Incapacité
Il est 1h30, le minibus s’arrête, j’y suis. La journée qui commence sera certainement une des plus fortes du voyage, une balise, un point de passage de la vie. On ne peut plus être le même après être venu ici. Je suis sur le parking du Kawa Ijen, il fait nuit noir. Tout autour, deux petites maisons, une prairie entourée d’une forêt se dessinent, rien de plus. Au dessus, la voie lactée me rappelle que je suis bien sur terre, pourtant je sais que l’enfer n’est pas loin. Un autre minibus arrive, les phares s’éteignent, des touristes descendent. On se regroupe.
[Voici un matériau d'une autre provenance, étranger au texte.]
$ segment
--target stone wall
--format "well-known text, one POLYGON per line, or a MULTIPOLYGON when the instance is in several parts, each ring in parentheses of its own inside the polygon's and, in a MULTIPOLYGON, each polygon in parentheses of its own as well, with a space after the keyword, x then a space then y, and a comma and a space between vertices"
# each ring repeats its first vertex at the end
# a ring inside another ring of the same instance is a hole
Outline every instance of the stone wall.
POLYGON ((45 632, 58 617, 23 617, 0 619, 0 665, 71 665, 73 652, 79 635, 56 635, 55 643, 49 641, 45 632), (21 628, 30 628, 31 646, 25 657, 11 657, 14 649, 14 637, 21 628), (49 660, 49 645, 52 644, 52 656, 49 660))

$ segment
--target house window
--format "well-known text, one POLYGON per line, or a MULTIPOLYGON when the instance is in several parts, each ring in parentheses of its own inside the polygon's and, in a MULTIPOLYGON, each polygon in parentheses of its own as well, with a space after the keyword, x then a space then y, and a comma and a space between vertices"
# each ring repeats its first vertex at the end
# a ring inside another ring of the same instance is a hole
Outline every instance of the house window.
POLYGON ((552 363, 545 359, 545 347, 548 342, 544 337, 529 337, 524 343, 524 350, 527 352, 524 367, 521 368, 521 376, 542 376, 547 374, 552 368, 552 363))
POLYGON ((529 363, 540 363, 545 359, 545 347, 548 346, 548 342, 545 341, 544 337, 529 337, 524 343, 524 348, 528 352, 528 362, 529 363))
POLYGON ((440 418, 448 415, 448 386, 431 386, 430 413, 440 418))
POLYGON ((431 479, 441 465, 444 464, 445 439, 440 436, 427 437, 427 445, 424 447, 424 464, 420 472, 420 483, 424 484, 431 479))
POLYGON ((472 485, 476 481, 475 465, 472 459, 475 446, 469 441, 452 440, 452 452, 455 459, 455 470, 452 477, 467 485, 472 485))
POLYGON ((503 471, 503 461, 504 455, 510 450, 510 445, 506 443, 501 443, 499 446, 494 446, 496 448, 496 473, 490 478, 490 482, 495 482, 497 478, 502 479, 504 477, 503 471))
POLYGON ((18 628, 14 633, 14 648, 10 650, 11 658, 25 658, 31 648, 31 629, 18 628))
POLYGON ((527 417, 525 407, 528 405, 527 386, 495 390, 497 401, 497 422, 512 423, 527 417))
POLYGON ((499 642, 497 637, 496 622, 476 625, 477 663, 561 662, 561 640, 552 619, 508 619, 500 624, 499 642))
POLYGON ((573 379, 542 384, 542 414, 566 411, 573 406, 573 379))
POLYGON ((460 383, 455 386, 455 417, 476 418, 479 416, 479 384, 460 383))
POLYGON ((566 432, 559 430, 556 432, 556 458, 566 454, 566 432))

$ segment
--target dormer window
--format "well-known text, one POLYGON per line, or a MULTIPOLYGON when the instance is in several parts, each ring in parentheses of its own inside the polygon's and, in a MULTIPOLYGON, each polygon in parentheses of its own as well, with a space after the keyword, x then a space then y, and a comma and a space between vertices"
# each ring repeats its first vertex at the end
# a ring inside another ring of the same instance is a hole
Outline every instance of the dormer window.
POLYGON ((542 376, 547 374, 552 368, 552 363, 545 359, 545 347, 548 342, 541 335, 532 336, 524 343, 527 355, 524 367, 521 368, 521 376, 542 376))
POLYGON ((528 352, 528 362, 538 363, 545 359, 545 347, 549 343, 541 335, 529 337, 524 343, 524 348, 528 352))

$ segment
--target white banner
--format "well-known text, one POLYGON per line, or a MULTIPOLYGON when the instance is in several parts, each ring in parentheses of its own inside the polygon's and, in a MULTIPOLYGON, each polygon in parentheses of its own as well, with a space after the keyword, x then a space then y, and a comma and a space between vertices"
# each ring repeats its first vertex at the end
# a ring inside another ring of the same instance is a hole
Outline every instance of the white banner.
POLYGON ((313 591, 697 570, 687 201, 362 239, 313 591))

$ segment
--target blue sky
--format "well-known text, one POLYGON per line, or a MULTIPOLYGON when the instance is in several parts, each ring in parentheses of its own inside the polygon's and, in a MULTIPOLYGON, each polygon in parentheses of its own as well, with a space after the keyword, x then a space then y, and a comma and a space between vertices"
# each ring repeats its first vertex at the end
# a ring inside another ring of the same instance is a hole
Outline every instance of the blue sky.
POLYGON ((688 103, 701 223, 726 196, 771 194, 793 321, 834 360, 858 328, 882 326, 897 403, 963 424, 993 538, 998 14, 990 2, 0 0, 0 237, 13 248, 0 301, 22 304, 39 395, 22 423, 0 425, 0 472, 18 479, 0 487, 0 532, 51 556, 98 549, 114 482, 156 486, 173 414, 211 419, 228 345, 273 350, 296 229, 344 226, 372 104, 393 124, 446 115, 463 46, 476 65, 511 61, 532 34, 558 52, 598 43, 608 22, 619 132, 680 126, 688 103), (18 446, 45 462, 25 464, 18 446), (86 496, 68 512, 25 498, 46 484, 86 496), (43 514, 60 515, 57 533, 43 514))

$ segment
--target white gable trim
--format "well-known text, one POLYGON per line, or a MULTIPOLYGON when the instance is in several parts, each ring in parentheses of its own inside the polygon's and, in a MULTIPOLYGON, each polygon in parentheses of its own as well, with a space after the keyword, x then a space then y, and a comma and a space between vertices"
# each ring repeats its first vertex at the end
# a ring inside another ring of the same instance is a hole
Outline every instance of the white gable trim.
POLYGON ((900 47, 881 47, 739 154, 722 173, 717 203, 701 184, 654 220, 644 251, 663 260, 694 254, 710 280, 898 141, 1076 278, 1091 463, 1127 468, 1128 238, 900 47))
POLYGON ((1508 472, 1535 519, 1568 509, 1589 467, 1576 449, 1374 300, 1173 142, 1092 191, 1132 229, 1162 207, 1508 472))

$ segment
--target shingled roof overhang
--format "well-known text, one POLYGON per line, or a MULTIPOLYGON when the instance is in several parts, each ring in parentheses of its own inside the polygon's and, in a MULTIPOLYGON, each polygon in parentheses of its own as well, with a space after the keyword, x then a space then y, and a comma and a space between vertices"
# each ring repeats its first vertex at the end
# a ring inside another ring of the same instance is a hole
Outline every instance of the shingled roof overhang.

Un indonésien sort de la nuit, « Good morning, Ca va bien , I’m Ali, your guide for tonight». J’ai acheté l’option « Bluefire » du tour. Cette option permet de partir 3 h avant l’heure normale pour voir au fond du cratère de la lumière bleue. En fait, je ne sais pas bien ce que c’est et en plus on me l’a souvent déconseillée car on ne voit pas grand-chose, simplement une lueur bleue diffuse, au loin. Mais au fond de moi, je suis là pour être 3h de plus auprès des porteurs de soufre et tant mieux si je peux voir un phénomène volcanique.
Nous partons par un chemin pour une heure de marche qui doit nous amener jusqu’à la lèvre du cratère. Le groupe silencieux s’enfonce dans la forêt, seules les lumières des frontales trahissent notre présence.
Soudain sur ma droite, un panier en bambou à la hauteur de mes yeux. Dans l’enfilade, un second panier. Ma respiration se bloque, ca y est c’est maintenant. Depuis longtemps, je sais qu’un jour je viendrai voir ca, ca : ces hommes, ces forçats d’un autre monde.
Je me laisse descendre à l’arrière du groupe, je suis à ses côtés. Le groupe prend un peu d’avance, que dois-je faire ? Je reste là ou accélérer, c’est là-bas que je dois être, c’est ici que je veux être. Le chemin est large, on monte ensemble. Ensemble, c’est ma vision, mon monde, mes projections. Il est à côté, je ne sais rien de lui, mais je me sens lié, un sentiment de communion. Que pense-t-il ? Il y a 20 ans, Nicolas m’a fait découvrir le photographe A. Salgado et son travail La Main de l’homme. J’ai découvert ce monde des porteurs de soufre du Kawa Ijen. Je sais depuis ce moment là qu’un jour je viendrai ici, pour répondre à ces deux questions :
Pourquoi font-ils ça ? Pourquoi les laisse-t-on faire ça ?
Là maintenant puis-je avoir des réponses ? Le guide ne parle pas anglais. J’imagine que le porteur à mes côtés ne parle pas non plus. On monte, parfois nos lumières se croisent sur le sol noir étoilé de traces jaunes échappées des paniers. Je monte avec son énergie, je lui vole un peu de lui même. Trop tard pour dire bonjour. Pourquoi fait-il ça ? Je suis incapable de sortir un mot. Il est pour moi, une extrémité de l’humanité, un héros, inatteignable. Que pense-t-il ? Son visage est-il semblable aux photos ? Quel âge a-t-il ? Certainement moins que moi car l’espérance de vie est de 35 ans. Portant il parait qu’ils ont le sourire. Pour lui je suis un touriste comme ceux qu’il croise tous les matins, j’ai sans doute dans la poche 5000 roupies à échanger contre une photo de leur labeur, un gros appareil photo et si je parle fort c’est que je suis un français. Son panier touche mon épaule gauche, -Sorry. -Sorry. Ma tête explose, je n’arrive rien à sortir. Ces porteurs vont au fond du Kawa Ijen pour remonter des blocs de souffre en haut du cratère puis les redescendre jusqu’à la route. Chaque chargement pèse environ 80 kg qu’ils transportent durant 2 heures sur des chemins difficiles. Dans le cratère, ils extraient le soufre dans des nuages de vapeur âpre et irritante. Il commence sa journée, il monte deux doubles paniers vides.
On arrive à une cahute, il pose ses paniers. Je lui dis « good day », il me répond « Ok » en allumant une cigarette. Que pense-t-il ? Je continue le chemin, pars retrouver les comme moi, me pose au milieu du groupe. La bouche close. Une tête blonde me demande si je suis français. Mon voyage est terminé.